Toronto/IBNS: Ukrainian director Valentyn Vasyanovych’s latest feature To The Victory! has won the 2025 TIFF Platform Award, festival organizers announced Thursday, marking a unanimous decision by the international jury in a programme dedicated to bold directorial vision.

Set in a near-future Ukraine grappling with the aftermath of war, To The Victory! blends the filmmaker’s signature long takes and austere visual style with a meta-narrative about art, trauma, and national identity.

The film stars Vasyanovych himself as Roman, a director in Kyiv striving to make a new film while navigating separation from his wife and daughter, who have fled to Vienna. His son remains with him — a generational tether to a country unraveling. The film was praised for its formal rigor, emotional depth, and willingness to confront the lingering psychic costs of conflict.

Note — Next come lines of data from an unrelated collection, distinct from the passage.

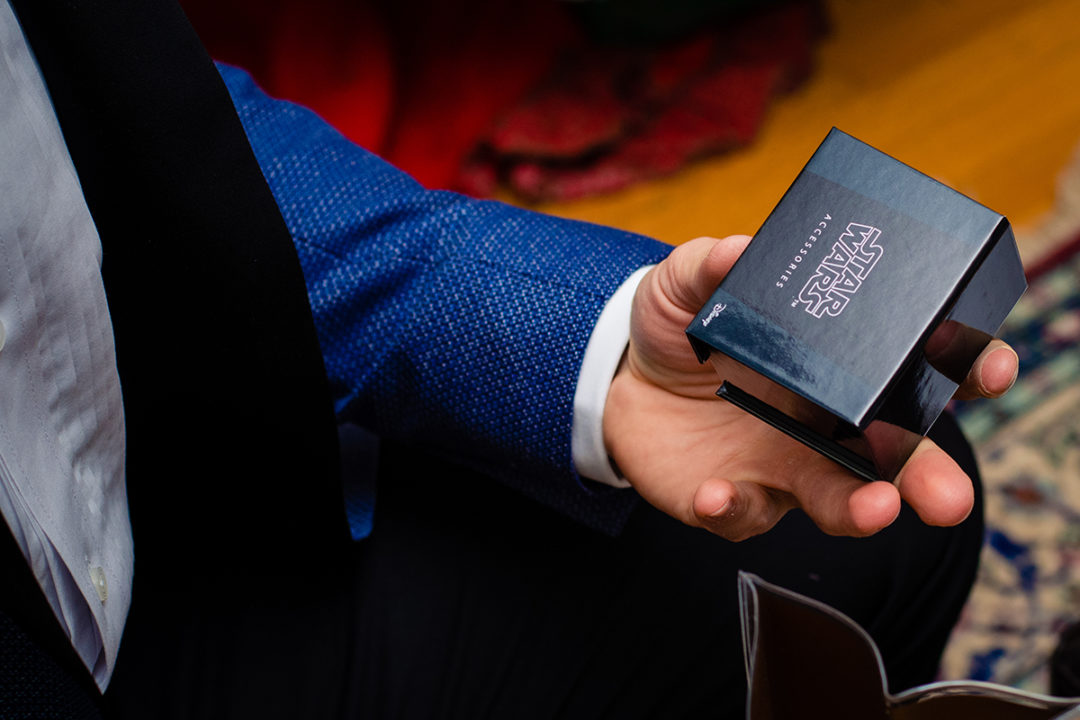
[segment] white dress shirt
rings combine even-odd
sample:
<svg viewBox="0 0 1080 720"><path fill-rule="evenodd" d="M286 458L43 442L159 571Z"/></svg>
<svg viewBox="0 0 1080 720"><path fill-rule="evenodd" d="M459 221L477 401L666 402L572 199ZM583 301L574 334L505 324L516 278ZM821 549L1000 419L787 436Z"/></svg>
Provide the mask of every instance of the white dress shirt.
<svg viewBox="0 0 1080 720"><path fill-rule="evenodd" d="M104 690L131 601L124 419L101 242L41 73L0 2L0 515ZM574 398L585 477L627 487L602 419L648 268L605 307Z"/></svg>
<svg viewBox="0 0 1080 720"><path fill-rule="evenodd" d="M101 243L6 0L0 98L0 513L104 688L133 555Z"/></svg>

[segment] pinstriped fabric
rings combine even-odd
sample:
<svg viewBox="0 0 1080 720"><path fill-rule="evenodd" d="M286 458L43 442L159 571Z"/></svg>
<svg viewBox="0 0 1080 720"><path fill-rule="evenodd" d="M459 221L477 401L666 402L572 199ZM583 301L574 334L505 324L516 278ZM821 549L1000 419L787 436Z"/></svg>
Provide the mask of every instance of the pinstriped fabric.
<svg viewBox="0 0 1080 720"><path fill-rule="evenodd" d="M572 402L607 298L662 243L422 188L220 67L296 243L336 411L615 532L576 476Z"/></svg>

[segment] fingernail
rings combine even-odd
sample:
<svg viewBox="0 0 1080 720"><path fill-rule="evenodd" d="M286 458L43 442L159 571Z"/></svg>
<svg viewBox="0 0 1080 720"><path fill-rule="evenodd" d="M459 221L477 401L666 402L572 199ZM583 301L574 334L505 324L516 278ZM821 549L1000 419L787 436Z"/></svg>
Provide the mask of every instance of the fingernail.
<svg viewBox="0 0 1080 720"><path fill-rule="evenodd" d="M997 356L996 360L994 360L995 356ZM995 365L997 367L1000 367L1002 363L1010 363L1010 364L1013 365L1012 376L1009 378L1008 382L1005 383L1004 387L1000 387L1000 380L998 380L998 382L990 382L990 383L987 383L987 382L985 382L985 380L983 380L980 384L983 386L983 390L986 391L986 393L989 394L989 395L995 395L995 396L996 395L1001 395L1002 393L1007 391L1009 388L1011 388L1013 386L1013 384L1016 382L1016 376L1020 372L1020 360L1016 356L1016 353L1012 350L1012 348L1008 348L1008 347L998 348L994 352L987 355L986 360L983 361L983 365L982 365L983 372L986 372L988 366L990 366L991 368L994 367ZM991 390L990 388L986 387L988 384L989 385L997 385L999 387L996 387L995 389Z"/></svg>
<svg viewBox="0 0 1080 720"><path fill-rule="evenodd" d="M734 504L734 498L728 498L727 502L721 505L719 509L713 510L711 513L709 513L709 517L714 518L720 517L721 515L727 515L728 512L730 512L732 506L734 506Z"/></svg>

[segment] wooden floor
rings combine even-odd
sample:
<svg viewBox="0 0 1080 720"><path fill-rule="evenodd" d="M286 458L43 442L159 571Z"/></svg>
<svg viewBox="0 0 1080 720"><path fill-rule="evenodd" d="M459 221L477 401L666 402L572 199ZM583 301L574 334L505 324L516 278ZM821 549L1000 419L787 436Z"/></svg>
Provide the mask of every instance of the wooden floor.
<svg viewBox="0 0 1080 720"><path fill-rule="evenodd" d="M1021 255L1080 146L1080 0L830 0L810 81L747 149L538 209L679 243L753 233L836 126L1004 213ZM763 39L767 41L767 39Z"/></svg>

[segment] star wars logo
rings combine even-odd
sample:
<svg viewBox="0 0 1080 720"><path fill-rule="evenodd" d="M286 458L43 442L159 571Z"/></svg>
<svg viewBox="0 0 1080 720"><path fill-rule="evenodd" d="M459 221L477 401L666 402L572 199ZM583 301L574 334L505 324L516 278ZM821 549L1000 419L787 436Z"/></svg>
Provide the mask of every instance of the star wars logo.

The Platform Award, celebrating its tenth edition and named after Jia Zhang-ke’s Platform, comes with a CAD 20,000 prize. This year’s jury recognized Vasyanovych’s work as “an urgent, formally daring reflection on post-war survival, artistic persistence, and the quiet devastation of emigration.”

Told through both dramatic scenes and film-within-a-film sequences, To The Victory! explores a depopulated Ukraine haunted by its own decline. Cemeteries become emblems of both personal and national grief, and the screening of The Color of Pomegranates inside an abandoned cinema serves as a quiet assertion that art endures — even as citizens disappear and futures fade.

“If they all leave,” one character warns, “the country will become only a territory.”

The film’s fractured timeline and self-referential moments blur documentary and fiction, constructing a layered meditation on exile, resistance, and the ethics of storytelling.

Vasyanovych, whose past films Atlantis (2019) and Reflection (2021) chronicled the war in Ukraine, here turns his lens inward — casting himself not just as director, but as a man reckoning with loss and obligation. With To The Victory!, he deepens an ongoing cinematic inquiry: not only into what war does to a country, but what it leaves behind.